I wrongfully borrowed this image off of google.
I do not own this image but I was curious to know

Does anyone want these?


----------



## eatmysox (Jul 24, 2012)

I do!! 

Sent from my Nexus 4 using Tapatalk 4


----------



## bettaforu (Sep 6, 2009)

I had a couple of these last year, but they eventually turned black/white.

Not sure if they are stable yet....nice looking color, but its a hit or a miss if your offspring will look the same or retain the deep greenish hue. 

You can always get some in and see if your can selectively breed the color!


----------



## mr_bako (Dec 23, 2010)

*Green Hulks ARE COMING!*



bettaforu said:


> I had a couple of these last year, but they eventually turned black/white.
> 
> Not sure if they are stable yet....nice looking color, but its a hit or a miss if your offspring will look the same or retain the deep greenish hue.
> 
> You can always get some in and see if your can selectively breed the color!

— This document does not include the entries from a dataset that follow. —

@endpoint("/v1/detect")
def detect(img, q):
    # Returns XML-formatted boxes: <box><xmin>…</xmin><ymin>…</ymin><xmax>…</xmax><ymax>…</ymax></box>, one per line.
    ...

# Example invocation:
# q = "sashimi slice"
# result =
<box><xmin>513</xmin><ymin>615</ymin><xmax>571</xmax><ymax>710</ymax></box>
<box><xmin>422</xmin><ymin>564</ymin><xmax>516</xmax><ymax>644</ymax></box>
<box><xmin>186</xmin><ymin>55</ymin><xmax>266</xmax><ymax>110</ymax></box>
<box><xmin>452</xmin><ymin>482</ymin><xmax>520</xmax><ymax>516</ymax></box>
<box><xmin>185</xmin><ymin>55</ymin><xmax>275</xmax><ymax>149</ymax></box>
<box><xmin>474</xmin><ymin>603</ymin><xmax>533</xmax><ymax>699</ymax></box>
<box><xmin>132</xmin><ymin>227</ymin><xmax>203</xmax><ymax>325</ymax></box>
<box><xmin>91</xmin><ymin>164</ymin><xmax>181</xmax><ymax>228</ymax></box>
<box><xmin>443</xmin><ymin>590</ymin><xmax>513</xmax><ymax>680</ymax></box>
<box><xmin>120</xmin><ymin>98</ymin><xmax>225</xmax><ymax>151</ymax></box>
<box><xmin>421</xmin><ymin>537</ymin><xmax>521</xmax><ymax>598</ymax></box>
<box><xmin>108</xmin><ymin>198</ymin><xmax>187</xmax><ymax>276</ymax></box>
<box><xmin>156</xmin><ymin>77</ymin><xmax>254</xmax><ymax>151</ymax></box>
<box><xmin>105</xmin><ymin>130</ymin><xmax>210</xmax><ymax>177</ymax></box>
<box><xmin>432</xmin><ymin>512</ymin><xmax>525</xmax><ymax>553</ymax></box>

Anyways, I like them enough I am bringing them in. 
*Only 25 *will be available as breeder has very limited supplies.

quote from supplier.
"stability of the color is almost stable"

There are greenish, brownish, blackish offsprings.  
its up to you to piss them off and incredible hulk them!


----------



## Bigdaddyo (Jan 23, 2010)

When are you getting these?


----------



## mr_bako (Dec 23, 2010)

*Date*



Bigdaddyo said:


> When are you getting these?


Should be ready to go home this coming weekend!


----------



## bettaforu (Sep 6, 2009)

here is pic of my green hulk. I ended up with 2 of them, but as I mentioned and experienced by others, they turn black after maturity.

Maybe you will have more luck with yours...just pick the brightest green color of male and female and try to breed them. That way you might luck out and get a more clear green coloration in the next generation.

They still don't know why this green color happens.


----------



## mr_bako (Dec 23, 2010)

*why is it green?*



bettaforu said:


> They still don't know why this green color happens.


So, the green color happens because there is a low density in the black/blue hues coloration in the shell.

This low density of color is actually caused by the thinning of the shell in the BKK making it look Green.

So in breeding these green hulks you are actually looking to stabilize the green by breeding bkk with ultra thin shells


----------



## chance (Mar 12, 2013)

Price of these bad boys?


----------



## mr_bako (Dec 23, 2010)

*green hulk prices*

*green hulks are $45.99 ea

or $39.99ea for 3 or more!*


----------



## chance (Mar 12, 2013)

$30.99 5 or more on website? If so anyone want to split the gb


----------